Can you elaborate on the nature of the buoyancy issue? It seems to me that as a container is considerably less dense than water (container ships being mostly above water), you could just add ballast. Is the problem simply that too much ballast would be required to be practical?
I've sometimes wondered why sea gliders are not used for cargo. Sure they're slow but the power requirements are so minimal they can actually run off thermal gradients in the ocean, which must make the operating costs absurdly low.
I'm not an expert in this field, but I did take a class in Naval Engineering while I was an undergraduate (Math/EE/CS).
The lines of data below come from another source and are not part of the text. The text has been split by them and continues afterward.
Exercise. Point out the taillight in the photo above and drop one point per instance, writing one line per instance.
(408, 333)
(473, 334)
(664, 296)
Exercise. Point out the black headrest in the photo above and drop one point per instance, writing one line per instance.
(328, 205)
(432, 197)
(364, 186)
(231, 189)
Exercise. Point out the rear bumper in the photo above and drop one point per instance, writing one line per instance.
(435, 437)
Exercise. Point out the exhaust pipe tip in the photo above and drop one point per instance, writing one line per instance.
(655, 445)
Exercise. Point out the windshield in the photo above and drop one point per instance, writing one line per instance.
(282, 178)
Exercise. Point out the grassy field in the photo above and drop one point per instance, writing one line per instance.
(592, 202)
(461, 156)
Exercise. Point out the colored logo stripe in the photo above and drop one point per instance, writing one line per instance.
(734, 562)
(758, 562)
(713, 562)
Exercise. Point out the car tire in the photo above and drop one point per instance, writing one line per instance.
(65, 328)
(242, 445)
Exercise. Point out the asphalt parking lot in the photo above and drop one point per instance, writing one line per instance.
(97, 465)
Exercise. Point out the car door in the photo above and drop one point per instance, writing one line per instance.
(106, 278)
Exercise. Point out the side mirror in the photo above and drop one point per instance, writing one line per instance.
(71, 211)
When the class learned of the efficiency of submarines this very question was posed to the professor and he explained that buoyancy issues were the problem. (He was a full professor of Naval Engineering at MIT so I believed him.)
A few back of the envelope calculations are revealing. A very large container ship can carry an enormous amount of freight, around 200,000 Metric Tons. A modern, nuclear submarine, say of the Ohio class, has about 18,750 Metric Tons of total displacement so it would have to find a way to carry ten times as much weight as the weight of the entire submarine. Then on a return trip, when empty, it would have to have enough ballast equal to this weight that would then need to be discarded where it picked up freight. There probably is a way to do this, but I can easily imagine that the design issues result in a submarine less practical than a container ship.
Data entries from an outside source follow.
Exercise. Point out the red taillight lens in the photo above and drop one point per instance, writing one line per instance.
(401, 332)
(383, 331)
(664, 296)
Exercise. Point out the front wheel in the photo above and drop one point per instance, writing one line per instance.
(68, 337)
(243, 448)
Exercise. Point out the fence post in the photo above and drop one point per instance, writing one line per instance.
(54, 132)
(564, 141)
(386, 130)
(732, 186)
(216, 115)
Interestingly, I recently got to visit the aircraft carrier the USS Nimitz while it was underway out in the Pacific. That was an exciting day; subsequently, I looked up more information about that ship. These nuclear aircraft carriers are believed to be the fastest ships in the US Navy. Submarines (although not actually a part of the carrier group of ships that surrounds, travels with, and protects the aircraft carriers) travel hidden and independently along with the group. They scout ahead and hunt other submarines. To be able to travel with the carriers they must be very fast, faster than the official, unclassified numbers (about 25 knots). One source on the Internet says that they can travel at over 40 knots (74 km/h or 46 mph).
I think sea gliders are fascinating. I am curious about where that technology will go.
The CSS Hunley used this design, to no avail. It's not clear what went wrong but I think the larger point to draw is that such a system requires positive action, with more things to go wrong; it is "fail-deadly". Positive buoyancy and dive planes are "fail-safe" - you stop, you float.
They should make the first banner video they show "steady", using some kind of video editing software. It's not super-shaky, but it made me very very slightly queasy for a second, and I can't be the only one. What if one of the sufferers happens has $1.5mil to spend?!
Reminds me of SeaQuest DSV. The "Gazelle" (aka "Stinger"), a personal high-speed submarine craft.